Dagmar was clearly at the end of her patience. “Oh, bother endeavor!” she snapped. “If you’d just kept your eyes peeled, if you’d only paid a little attention, instead of always going in search of a new warbler or titmouse-” Pa’s smile was beatific. “Dagmar, I confess it, when I am with the birds, I am one with my Maker. As I tell my boys about our feathered friends-”
“Yes, your boys, your boys, but not the one boy,” Ma put in. “Dagmar’s right. I’ve got bad eyes, it’s true, but it’s not me who don’t see, Garland Starbuck.’
Pa stared at her, taken aback by this unexpected outburst. “Why, Mayree,” he began with some consternation, only to be cut off.
“Never mind the talk. You know as well as I do Leo didn’t cause Tiger’s death.”
“And if he didn’t, he’s still a mischief-maker. Look-at what he wrote in that journal of his. And putting on the Buffalo Bill War Bonnet the way he did and prancing around in it. Why, it’s like spitting on the flag.”
Dagmar moved her torso around inside the jacket of her blue suit, too hot for the weather. “Oh, be quiet, Garland, for pity’s sake. If I hear another word about your precious Buffalo Bill I shall lose my patience.”
“Oh, never do that, my dear,” Pa expostulated mildly. “The great man presented me with that headdress with his own two hands. It was the greatest day of my life, the very greatest. Why, I remember the look in that old Indian fighter’s eye-”
“Oh, Pa ” Ma looked at him with a baffled expression. “Must you go on so?”
Pa hiked his chin. “Why not?

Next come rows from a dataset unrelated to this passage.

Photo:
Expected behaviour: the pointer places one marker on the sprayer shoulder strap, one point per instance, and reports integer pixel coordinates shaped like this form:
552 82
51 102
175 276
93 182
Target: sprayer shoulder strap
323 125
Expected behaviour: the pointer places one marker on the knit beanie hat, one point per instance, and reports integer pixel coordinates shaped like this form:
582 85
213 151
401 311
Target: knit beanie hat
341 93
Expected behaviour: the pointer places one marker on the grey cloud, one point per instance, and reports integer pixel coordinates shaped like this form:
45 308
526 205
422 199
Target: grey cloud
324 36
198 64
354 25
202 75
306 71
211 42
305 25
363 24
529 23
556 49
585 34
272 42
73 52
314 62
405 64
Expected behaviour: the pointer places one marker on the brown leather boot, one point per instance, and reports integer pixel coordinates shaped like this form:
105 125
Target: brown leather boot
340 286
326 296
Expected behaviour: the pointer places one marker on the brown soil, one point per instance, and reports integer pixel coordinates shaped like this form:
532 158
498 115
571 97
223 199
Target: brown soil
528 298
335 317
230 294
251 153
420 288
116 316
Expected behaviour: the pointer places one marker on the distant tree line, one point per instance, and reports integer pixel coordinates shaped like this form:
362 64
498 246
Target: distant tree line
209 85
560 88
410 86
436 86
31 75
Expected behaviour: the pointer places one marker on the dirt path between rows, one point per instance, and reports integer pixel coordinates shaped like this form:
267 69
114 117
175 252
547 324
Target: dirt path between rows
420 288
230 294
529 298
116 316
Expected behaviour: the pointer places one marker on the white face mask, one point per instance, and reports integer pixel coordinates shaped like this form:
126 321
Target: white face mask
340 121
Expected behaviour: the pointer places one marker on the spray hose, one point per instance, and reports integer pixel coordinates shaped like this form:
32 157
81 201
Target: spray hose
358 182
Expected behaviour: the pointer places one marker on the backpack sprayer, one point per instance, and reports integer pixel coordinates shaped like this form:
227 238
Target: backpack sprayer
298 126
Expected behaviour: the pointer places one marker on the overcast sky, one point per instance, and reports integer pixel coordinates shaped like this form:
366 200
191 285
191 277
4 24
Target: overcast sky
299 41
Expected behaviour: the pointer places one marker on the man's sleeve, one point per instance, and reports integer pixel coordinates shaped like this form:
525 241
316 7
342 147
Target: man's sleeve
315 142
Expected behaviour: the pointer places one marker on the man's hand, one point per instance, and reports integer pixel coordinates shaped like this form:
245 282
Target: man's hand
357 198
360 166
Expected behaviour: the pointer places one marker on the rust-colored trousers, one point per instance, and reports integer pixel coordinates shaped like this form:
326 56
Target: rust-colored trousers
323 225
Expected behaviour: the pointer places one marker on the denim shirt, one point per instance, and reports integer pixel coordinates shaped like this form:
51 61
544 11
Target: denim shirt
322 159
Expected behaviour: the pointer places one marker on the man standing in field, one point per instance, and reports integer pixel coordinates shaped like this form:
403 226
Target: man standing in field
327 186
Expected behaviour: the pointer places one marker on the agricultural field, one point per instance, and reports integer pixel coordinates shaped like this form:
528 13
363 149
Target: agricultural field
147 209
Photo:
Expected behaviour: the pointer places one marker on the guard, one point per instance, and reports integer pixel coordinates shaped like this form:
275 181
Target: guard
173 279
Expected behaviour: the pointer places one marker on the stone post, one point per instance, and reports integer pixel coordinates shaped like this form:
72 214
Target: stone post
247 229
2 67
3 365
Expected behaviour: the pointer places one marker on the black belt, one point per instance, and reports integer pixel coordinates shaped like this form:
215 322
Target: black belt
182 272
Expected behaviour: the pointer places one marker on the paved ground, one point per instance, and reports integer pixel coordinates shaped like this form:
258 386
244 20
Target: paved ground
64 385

I pride myself on possessing such a memento.”
“Oh, stop it, can’t you?” she said, at the end of her patience. “You may possess that bonnet, but it never came from Buffalo Bill. And don’t look at me like that. You know perfectly well Buffalo Bill never gave you a nickel in change, let alone the time of day.” She turned to Dagmar and explained. “It’s just a story, just one more of his fanciful tales to tell to the boys, it’s no more true than his moonbow tale.”
Dagmar straightened in her seat. “You mean it was all made up? About the bonnet?”